Yep, gotta find a way to keep people getting vaccinated and boosted, boosted and vaccinated, vaccinated and boosted, boosted and vaccinated, boosted and vaccinated, vaccinated and boosted.


----------



## boliverchadsworth (Apr 17, 2022)

Becky1951 said:


> Yep, gotta find a way to keep people getting vaccinated and boosted, boosted and vaccinated, vaccinated and boosted, boosted and vaccinated, boosted and vaccinated, vaccinated and boosted.


safe and effective


----------



## Don M. (Apr 17, 2022)

I'm sure that Covid, and its "variants" will be with us for quite some time.  Hopefully, eventually, a vaccine or pill will be developed that will largely eliminate it...much like polio and other diseases that have hit humanity in the past.  In the interim, we will likely continue to see "peaks and valleys".


----------



## boliverchadsworth (May 17, 2022)

OneEyedDiva said:


> The last I heard was the highly communicable BA2...don't know what happened to BA3 (?)  At first I saw a news report that this may be even more highly contagious but not necessarily more serious. According to an article excerpt _"Overall, I would not sound an alarm but these are lineages to keep our eyes on.
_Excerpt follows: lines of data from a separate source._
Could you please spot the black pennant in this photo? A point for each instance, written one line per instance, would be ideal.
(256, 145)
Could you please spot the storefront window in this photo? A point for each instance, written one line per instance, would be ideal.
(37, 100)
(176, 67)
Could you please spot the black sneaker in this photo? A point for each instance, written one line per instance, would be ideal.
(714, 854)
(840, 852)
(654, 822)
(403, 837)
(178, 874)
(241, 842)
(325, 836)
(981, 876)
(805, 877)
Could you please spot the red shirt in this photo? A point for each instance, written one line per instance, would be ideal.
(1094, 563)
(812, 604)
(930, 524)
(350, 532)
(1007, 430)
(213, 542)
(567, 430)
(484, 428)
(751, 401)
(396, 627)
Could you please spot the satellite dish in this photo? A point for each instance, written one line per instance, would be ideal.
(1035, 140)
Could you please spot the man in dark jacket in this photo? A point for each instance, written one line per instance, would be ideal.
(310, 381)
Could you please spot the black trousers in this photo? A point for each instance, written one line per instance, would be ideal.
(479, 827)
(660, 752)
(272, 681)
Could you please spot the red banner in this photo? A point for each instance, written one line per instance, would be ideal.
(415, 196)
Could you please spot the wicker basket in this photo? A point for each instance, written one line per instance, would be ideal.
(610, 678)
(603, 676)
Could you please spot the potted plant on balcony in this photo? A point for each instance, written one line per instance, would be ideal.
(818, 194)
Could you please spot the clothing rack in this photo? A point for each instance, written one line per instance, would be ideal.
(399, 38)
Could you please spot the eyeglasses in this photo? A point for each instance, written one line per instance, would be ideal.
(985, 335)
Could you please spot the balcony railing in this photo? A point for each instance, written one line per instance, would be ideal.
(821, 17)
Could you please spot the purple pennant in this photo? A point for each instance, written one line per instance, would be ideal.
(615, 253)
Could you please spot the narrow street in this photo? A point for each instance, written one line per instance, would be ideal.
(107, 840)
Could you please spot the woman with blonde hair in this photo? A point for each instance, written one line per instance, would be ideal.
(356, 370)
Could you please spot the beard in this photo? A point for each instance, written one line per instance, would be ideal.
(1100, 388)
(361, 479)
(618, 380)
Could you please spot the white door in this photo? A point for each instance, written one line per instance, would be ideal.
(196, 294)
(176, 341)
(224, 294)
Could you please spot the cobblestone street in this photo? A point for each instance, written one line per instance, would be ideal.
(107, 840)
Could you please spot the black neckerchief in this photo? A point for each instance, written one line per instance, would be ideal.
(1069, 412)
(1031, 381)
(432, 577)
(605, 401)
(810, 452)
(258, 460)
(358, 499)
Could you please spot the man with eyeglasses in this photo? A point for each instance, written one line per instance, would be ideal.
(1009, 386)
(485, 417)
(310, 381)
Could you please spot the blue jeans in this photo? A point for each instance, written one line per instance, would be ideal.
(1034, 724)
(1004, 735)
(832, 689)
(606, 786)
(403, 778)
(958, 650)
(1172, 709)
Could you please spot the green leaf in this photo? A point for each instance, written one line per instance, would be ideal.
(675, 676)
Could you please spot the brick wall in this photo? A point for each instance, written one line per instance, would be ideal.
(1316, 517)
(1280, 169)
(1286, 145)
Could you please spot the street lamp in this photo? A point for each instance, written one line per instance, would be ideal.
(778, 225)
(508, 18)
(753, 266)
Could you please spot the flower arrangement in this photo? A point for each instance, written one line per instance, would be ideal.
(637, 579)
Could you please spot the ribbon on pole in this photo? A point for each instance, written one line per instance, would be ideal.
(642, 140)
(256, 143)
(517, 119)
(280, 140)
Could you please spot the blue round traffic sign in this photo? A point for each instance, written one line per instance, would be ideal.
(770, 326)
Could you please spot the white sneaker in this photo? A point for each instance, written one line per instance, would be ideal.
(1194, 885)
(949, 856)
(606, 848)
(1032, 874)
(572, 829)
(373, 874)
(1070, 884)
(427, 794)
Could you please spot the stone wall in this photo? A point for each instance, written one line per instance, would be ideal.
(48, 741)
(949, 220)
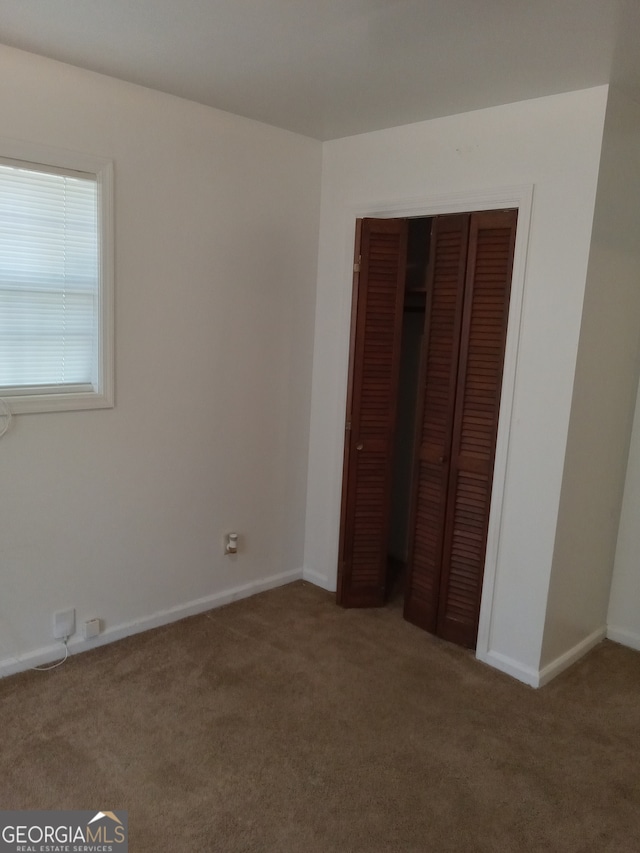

We do not know what will happen but the appearance of such variants really drives home the importance of developing polyvalent (multi-variant) immunizations."_
> 
> Less than 200 cases have been reported so far in the U.K., Denmark with most in South Africa. But as we've seen with other variants, it most likely will make it's way to the U.S. and other countries.
> https://www.newsweek.com/omicron-new-variants-ba-4-ba-5-what-know-cases-1697919


----------



## boliverchadsworth (May 17, 2022)

BA-45,384


----------



## JonSR77 (May 17, 2022)

OneEyedDiva said:


> The last I heard was the highly communicable BA2...don't know what happened to BA3 (?)  At first I saw a news report that this may be even more highly contagious but not necessarily more serious. According to an article excerpt _"Overall, I would not sound an alarm but these are lineages to keep our eyes on. We do not know what will happen but the appearance of such variants really drives home the importance of developing polyvalent (multi-variant) immunizations."_
> 
> Less than 200 cases have been reported so far in the U.K., Denmark with most in South Africa. But as we've seen with other variants, it most likely will make it's way to the U.S. and other countries.
> https://www.newsweek.com/omicron-new-variants-ba-4-ba-5-what-know-cases-1697919




I certainly think staying informed is always going to be the wise thing to do.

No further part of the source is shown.